Шестидесятидвухлетняя Дорна Ллуэллин из Порт-Тэлбота в Южном Уэльсе – еще одна женщина, томящаяся за решеткой за преступление, которого не совершала: убийство в 2000 году девятимесячного Бенджамина Эванса. Доктор Даффи заявила, что миссис Ллуэллин, по всей видимости, до смерти затрясла Бенджамина. У ребенка произошло кровоизлияние в мозг, которое его убило. Когда же защита спросила у Даффи, откуда у нее такая уверенность в том, что подсудимая трясла ребенка, «эксперт» не смогла ответить на этот вопрос.

Любопытно отметить, но одна из самых стойких сторонников доктора Даффи – это мать-одиночка Рианнон Эванс. Когда у нее родился Бенджамин, ей было всего пятнадцать лет. Теперь ей 23 года, и она проститутка, хорошо известная местной полиции.

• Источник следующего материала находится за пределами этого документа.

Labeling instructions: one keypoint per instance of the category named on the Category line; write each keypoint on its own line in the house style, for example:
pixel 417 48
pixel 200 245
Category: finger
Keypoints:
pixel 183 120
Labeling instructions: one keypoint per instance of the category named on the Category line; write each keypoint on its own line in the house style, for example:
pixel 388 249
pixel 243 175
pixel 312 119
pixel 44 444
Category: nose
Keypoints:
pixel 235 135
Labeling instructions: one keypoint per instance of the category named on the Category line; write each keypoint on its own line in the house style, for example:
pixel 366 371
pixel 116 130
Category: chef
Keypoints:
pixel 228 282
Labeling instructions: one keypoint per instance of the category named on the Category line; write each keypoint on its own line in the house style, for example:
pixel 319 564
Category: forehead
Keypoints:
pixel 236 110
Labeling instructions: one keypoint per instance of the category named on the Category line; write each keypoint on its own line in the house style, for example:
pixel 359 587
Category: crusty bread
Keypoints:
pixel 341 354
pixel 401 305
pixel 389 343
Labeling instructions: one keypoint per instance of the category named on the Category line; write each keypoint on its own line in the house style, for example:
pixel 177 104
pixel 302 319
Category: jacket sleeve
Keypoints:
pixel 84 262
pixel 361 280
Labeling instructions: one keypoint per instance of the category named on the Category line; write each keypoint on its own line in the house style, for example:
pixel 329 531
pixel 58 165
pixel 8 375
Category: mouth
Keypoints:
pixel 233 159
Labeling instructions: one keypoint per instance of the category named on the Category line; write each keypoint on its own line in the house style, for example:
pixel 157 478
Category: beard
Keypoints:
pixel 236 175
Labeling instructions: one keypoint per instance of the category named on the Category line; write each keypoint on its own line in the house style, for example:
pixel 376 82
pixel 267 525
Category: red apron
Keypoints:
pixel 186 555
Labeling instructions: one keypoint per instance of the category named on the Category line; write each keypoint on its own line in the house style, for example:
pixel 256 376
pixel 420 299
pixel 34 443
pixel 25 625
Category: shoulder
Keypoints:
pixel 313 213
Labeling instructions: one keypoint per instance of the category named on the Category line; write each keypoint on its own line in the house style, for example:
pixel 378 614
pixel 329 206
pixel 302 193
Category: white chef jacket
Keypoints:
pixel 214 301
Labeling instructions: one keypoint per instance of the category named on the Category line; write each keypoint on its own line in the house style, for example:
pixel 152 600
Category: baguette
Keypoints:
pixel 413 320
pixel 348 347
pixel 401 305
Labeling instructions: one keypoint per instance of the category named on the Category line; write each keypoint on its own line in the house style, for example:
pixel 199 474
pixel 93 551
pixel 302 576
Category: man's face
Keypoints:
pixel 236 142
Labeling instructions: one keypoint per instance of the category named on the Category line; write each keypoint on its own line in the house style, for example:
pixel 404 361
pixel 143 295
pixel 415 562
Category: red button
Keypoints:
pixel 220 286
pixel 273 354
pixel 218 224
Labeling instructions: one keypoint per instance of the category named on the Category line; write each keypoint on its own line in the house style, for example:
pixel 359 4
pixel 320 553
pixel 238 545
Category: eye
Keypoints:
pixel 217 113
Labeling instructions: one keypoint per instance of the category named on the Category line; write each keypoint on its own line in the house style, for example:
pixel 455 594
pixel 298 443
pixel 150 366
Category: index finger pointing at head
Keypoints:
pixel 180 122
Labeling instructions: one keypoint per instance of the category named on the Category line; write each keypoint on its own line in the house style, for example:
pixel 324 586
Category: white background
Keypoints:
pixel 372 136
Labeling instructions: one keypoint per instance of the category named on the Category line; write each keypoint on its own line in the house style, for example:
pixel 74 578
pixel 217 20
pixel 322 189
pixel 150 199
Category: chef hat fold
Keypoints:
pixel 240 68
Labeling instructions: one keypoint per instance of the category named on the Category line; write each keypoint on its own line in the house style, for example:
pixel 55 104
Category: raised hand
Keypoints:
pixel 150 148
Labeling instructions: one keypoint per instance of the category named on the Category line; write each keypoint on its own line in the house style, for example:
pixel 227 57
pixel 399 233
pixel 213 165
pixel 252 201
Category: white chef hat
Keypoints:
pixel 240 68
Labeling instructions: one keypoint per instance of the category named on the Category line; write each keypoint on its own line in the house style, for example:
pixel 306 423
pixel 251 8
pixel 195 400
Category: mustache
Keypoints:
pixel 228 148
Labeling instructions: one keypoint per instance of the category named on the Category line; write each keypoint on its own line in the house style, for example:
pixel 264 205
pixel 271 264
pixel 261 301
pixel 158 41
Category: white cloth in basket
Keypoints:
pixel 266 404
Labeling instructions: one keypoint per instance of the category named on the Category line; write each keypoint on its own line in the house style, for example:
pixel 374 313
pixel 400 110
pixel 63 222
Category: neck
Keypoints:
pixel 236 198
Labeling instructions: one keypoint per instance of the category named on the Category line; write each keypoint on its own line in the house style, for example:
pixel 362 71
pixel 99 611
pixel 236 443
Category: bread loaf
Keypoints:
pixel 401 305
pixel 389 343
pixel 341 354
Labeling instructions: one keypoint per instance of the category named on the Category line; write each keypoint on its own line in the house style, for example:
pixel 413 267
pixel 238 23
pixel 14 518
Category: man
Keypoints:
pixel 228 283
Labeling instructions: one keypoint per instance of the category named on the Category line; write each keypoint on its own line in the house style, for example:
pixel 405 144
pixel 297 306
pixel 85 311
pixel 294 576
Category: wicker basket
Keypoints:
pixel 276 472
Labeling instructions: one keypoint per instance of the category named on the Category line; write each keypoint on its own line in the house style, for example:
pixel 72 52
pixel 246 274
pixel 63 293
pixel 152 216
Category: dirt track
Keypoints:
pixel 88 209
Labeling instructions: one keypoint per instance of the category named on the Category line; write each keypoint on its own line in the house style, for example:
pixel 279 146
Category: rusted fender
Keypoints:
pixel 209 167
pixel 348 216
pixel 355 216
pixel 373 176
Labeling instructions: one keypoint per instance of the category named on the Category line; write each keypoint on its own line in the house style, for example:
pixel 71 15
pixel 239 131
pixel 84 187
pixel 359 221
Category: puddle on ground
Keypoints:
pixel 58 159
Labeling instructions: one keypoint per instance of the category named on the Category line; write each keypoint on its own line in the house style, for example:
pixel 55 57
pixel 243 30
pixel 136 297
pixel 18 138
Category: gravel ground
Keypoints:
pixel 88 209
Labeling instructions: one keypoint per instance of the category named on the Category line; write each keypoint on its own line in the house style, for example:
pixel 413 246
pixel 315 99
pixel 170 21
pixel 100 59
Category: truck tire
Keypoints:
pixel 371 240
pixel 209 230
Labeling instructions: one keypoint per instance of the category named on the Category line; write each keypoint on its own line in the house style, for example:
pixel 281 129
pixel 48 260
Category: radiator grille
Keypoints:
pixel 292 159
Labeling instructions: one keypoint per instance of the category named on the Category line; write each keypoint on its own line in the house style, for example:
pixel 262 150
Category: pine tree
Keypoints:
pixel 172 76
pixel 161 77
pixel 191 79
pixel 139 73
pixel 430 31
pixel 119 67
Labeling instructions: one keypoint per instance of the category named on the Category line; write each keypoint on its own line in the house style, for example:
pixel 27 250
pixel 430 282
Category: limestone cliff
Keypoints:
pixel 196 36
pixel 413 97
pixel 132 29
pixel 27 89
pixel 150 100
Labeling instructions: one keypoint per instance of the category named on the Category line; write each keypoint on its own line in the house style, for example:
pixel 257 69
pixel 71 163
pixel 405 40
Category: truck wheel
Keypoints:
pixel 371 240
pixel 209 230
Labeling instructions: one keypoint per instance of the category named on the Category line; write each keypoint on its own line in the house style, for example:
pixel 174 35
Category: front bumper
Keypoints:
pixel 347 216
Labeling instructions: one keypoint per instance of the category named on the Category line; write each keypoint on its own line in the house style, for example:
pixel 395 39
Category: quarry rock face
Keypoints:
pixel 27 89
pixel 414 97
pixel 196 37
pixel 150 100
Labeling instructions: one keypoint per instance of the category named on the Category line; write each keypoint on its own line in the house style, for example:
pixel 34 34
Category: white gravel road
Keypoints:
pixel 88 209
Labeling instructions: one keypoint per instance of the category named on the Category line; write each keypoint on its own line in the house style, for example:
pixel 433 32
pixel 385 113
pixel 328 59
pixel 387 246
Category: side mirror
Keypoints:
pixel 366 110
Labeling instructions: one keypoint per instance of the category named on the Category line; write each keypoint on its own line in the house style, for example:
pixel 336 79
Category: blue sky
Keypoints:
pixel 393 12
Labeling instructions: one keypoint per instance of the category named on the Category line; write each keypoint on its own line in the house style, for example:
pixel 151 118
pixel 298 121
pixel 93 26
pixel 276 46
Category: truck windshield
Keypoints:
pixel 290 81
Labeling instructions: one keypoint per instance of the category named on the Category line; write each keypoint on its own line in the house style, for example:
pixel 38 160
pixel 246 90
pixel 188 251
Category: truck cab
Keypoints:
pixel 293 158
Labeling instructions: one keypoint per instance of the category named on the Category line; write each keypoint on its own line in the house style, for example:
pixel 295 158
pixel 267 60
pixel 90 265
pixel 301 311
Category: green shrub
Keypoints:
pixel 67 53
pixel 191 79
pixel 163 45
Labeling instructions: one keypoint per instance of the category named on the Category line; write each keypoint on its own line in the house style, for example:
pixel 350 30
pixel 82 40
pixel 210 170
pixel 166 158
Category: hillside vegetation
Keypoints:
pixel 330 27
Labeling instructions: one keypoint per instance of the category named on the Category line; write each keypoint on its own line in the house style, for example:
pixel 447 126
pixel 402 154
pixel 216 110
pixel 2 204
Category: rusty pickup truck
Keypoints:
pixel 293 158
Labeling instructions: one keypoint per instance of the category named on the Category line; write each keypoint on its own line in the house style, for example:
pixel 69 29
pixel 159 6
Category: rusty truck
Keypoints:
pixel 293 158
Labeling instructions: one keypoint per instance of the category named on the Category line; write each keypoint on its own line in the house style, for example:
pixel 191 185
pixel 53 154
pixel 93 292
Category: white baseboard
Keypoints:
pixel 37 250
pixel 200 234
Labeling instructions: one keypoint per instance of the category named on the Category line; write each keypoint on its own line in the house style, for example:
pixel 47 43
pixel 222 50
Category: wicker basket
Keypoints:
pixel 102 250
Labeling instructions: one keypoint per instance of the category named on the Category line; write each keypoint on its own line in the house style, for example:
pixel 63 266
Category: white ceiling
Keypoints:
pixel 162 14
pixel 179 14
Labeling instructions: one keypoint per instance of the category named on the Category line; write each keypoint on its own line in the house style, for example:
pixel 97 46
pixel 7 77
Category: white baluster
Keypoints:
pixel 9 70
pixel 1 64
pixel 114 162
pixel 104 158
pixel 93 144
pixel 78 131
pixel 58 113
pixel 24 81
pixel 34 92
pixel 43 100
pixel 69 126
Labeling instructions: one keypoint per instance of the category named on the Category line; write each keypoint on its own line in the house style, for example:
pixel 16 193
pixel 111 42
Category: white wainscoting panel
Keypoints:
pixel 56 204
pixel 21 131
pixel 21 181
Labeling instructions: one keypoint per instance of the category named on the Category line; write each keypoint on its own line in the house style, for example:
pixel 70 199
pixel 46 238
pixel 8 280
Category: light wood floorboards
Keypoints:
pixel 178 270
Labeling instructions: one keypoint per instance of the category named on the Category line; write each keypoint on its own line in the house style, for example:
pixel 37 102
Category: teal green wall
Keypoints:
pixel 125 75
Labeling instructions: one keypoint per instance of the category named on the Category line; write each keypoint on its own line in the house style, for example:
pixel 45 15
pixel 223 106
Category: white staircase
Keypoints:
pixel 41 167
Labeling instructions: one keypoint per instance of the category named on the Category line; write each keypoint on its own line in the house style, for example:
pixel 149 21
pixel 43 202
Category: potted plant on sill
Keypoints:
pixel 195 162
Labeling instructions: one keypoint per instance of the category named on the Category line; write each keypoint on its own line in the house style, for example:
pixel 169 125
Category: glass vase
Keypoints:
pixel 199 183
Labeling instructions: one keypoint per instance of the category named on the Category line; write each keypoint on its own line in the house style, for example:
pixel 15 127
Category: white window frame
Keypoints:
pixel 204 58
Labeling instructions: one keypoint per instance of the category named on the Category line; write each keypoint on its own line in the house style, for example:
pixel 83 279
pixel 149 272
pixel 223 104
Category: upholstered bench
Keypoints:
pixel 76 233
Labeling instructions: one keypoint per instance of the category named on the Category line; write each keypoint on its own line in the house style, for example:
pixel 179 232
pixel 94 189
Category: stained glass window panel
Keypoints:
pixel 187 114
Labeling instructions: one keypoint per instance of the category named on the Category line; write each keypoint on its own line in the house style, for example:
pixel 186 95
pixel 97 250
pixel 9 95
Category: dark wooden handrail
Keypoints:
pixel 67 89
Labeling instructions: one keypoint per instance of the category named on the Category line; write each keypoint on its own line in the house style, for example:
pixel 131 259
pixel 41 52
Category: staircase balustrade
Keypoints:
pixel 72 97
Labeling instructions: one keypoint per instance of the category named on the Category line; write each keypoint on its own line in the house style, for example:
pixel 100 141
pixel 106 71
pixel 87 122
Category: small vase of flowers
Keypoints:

В настоящее время дело Дорны Ллуэллин рассматривается Комиссией по пересмотру уголовных дел.

Мы в СНРО уповаем на то, что апелляция будет скорой и успешной. Единственное свидетельство против миссис Ллуэллин – это мнение врача, дисквалифицированного за служебное преступление, и какой судья теперь прислушается к ее мнению? Думаю, что наша высокоуважаемая судебная система не совершит очередную грубую ошибку, тем более что таковых совершено уже немало. Хочется надеяться, что – цитируя доктора Даффи – такое «крайне маловероятно, почти невозможно».

Глава 7

Четверг, 8 октября 2009 года


Я сижу за столом Лори, составляя список, когда внезапно звонит телефон. После разговора с Майей я очень много всего прочитала, намного больше, чем предполагала за такой короткий срок, и сделала так много телефонных звонков, что мое ухо горит огнем. У меня назначены встречи с Полом Ярдли, супругами Джаггард и множеством адвокатов и врачей, о которых я прочла. С улыбкой смотрю на список имен. Возле многих из них стоят птички. Я нарочно игнорирую крестик рядом с именем Джудит Даффи, который портит всю картину, и беру в руки телефон.

– Во что ты там играешь? – спрашивает Лори.

– Где ты был? Я оставила тебе целую сотню сообщений.

– Я не допущу, чтобы ты сделала посмешищем все, над чем я работаю. – Он бормочет что-то невнятное. Что именно – я не могу понять. Но звучит оскорбительно. Сколько оскорблений можно втиснуть в три секунды бормотания? Может, два, если вы – никто, но по меньшей мере двадцать, если вы великий Лори Натрасс. – Я не стану делать этого по телефону, – говорит он. – Тебе лучше прийти ко мне.

– К тебе домой? – Таунхаус в Кенсингтоне – это все, что я знаю. К своему стыду, я чувствую, как на глаза наворачиваются слезы. Как он может так сердиться на меня? Что я такого сделала?

– Я не знаю, где ты живешь, – отвечаю я.

– Если в твоих глазах это непреодолимое препятствие…

Раздается щелчок – он отключился.

Я не собираюсь плакать. Я, как обычно, моргаю глазами, затем звоню Тэмсин и спрашиваю у нее адрес Лори. Та на память называет его.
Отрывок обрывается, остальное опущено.